The driver offered her a tattered suitcase belted with duct tape. He gripped the bag firmly and avoided her eyes.
She shook her head. Lisa Fay carried everything she owned in a paper shopping b
ag. They’d issued her a tote on discharge but she’d left that behind at a rest stop on the highway in Coalinga. As soon as she found a place to buy new clothes she’d get rid of the ones they’d provided, too. She wanted nothing of theirs.
“Terminal’s that way.” The driver flopped the suitcase on a cart alongside cardboard boxes and stepped briskly from the bus.

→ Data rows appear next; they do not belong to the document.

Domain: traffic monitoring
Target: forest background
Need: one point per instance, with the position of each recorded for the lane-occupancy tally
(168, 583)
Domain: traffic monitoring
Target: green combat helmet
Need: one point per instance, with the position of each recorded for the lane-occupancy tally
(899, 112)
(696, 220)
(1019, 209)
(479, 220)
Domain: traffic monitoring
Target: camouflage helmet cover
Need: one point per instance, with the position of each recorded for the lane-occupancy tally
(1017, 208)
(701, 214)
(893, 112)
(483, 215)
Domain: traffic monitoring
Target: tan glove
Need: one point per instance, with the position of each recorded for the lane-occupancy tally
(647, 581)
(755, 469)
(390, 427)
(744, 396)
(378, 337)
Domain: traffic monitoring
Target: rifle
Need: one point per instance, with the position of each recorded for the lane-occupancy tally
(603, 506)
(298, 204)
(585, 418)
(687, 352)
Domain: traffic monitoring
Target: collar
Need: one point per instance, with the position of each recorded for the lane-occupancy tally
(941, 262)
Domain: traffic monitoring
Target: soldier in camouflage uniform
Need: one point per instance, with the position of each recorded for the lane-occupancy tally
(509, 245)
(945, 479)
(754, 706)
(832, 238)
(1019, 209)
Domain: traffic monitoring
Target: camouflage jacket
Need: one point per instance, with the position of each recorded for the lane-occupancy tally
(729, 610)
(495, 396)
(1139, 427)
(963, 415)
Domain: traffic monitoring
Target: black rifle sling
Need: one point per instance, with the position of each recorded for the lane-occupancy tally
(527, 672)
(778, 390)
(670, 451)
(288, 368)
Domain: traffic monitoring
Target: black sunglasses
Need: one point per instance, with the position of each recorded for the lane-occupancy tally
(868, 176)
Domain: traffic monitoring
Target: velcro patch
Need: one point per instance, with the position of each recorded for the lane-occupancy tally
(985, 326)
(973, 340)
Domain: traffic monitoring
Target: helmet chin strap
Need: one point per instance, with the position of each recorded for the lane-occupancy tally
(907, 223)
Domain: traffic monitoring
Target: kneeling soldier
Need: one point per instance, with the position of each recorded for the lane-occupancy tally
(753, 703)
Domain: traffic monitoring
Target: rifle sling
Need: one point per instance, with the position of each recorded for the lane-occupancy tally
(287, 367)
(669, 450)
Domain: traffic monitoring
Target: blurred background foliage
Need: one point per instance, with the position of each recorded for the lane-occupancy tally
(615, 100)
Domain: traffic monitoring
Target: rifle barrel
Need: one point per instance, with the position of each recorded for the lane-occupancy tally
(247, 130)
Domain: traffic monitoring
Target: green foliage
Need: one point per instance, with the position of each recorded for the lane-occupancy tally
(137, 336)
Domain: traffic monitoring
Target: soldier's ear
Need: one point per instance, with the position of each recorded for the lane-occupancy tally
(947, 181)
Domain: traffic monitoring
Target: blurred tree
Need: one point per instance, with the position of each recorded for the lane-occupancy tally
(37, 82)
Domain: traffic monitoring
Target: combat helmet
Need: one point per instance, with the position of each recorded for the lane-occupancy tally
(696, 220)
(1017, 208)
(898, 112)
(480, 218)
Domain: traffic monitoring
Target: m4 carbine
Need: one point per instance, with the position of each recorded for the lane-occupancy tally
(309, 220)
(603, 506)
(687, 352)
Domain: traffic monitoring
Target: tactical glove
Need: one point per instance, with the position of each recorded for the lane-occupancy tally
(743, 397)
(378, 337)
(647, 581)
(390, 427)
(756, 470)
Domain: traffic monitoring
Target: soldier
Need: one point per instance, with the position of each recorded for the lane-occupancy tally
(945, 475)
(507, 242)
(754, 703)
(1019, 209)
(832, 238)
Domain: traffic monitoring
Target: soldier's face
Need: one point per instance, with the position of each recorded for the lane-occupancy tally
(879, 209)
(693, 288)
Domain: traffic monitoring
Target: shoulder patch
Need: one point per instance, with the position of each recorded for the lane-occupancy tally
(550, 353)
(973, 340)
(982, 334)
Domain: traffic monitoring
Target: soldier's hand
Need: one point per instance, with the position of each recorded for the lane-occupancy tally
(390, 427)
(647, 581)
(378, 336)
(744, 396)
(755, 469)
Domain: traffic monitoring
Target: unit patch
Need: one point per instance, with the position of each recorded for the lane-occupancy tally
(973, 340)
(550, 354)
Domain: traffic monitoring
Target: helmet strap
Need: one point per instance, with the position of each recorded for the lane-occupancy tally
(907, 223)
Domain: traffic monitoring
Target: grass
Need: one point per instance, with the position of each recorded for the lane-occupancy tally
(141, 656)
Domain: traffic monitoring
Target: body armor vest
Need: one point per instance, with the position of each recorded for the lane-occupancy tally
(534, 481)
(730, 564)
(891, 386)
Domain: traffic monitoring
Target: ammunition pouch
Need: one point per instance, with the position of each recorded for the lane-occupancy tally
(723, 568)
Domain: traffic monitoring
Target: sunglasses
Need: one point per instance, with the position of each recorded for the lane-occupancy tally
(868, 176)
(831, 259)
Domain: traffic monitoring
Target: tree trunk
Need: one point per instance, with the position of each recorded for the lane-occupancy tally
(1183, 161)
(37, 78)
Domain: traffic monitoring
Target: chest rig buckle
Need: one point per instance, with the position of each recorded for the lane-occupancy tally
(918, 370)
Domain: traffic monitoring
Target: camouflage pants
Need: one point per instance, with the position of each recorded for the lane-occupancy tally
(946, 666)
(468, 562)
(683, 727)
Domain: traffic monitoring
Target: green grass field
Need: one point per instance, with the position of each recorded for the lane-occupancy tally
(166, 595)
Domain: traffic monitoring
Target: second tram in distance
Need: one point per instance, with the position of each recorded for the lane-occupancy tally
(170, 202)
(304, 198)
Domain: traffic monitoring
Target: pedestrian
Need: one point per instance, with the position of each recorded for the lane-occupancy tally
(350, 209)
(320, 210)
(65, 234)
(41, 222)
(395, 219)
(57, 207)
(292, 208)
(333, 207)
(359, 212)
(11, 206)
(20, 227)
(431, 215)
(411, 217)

Lisa Fay watched his back recede. It was dusky in the parking garage. Motes of dirt rode the stale air and the buses huffed and whined as they eased into their slots and discharged their cargo. They were a clan of dull-witted creatures, and Lisa Fay was seized with the wish to live there among them, lumbering and dispirited, each day’s demands mapped out in advance. The idea of stepping into the light of the city morning paralyzed her. But the bus driver paused with his luggage scow and fixed her with a suspicious squint. She understood. She was not a bus. She was a free woman, and this was no way for a free woman to act. She tightened her grip on the paper handles of her bag and aimed herself toward the door. It opened for her. She stepped into the Transbay Terminal and felt the air whoosh behind her as it shut.
Inside the terminal everyone moved swiftly. Lisa Fay let the energy propel her toward the ticket windows. She had planned it carefully: buy a bus ticket north, finagle a ride west, follow the map Willow had drawn to Meg’s house. There were no buses into the Mattole Valley. They stopped at Garberville and then passed on to Fortuna, Eureka, up into Oregon—as far north as you wanted to go, but if you were headed west then good luck to you. She had a map of the state that showed the area as a hazy green blur. Lisa Fay knew there were roads where Meg lived. Willow had drawn them in, labeled them in her confident hand. But they were too small to show up on the map of the state; they weren’t real enough, she suspected, to show up. That area, that whole knob of land, seemed like a new growth on the body of California, some untendered, nonnegotiable figment of the imagination, risky for visitors and subject to change without notice. She pictured it a Shangri-La that disappeared behind the mists once the rains started and only reemerged when the sun came back and baked it dry. Which is why she should go now, in October, in the dry time.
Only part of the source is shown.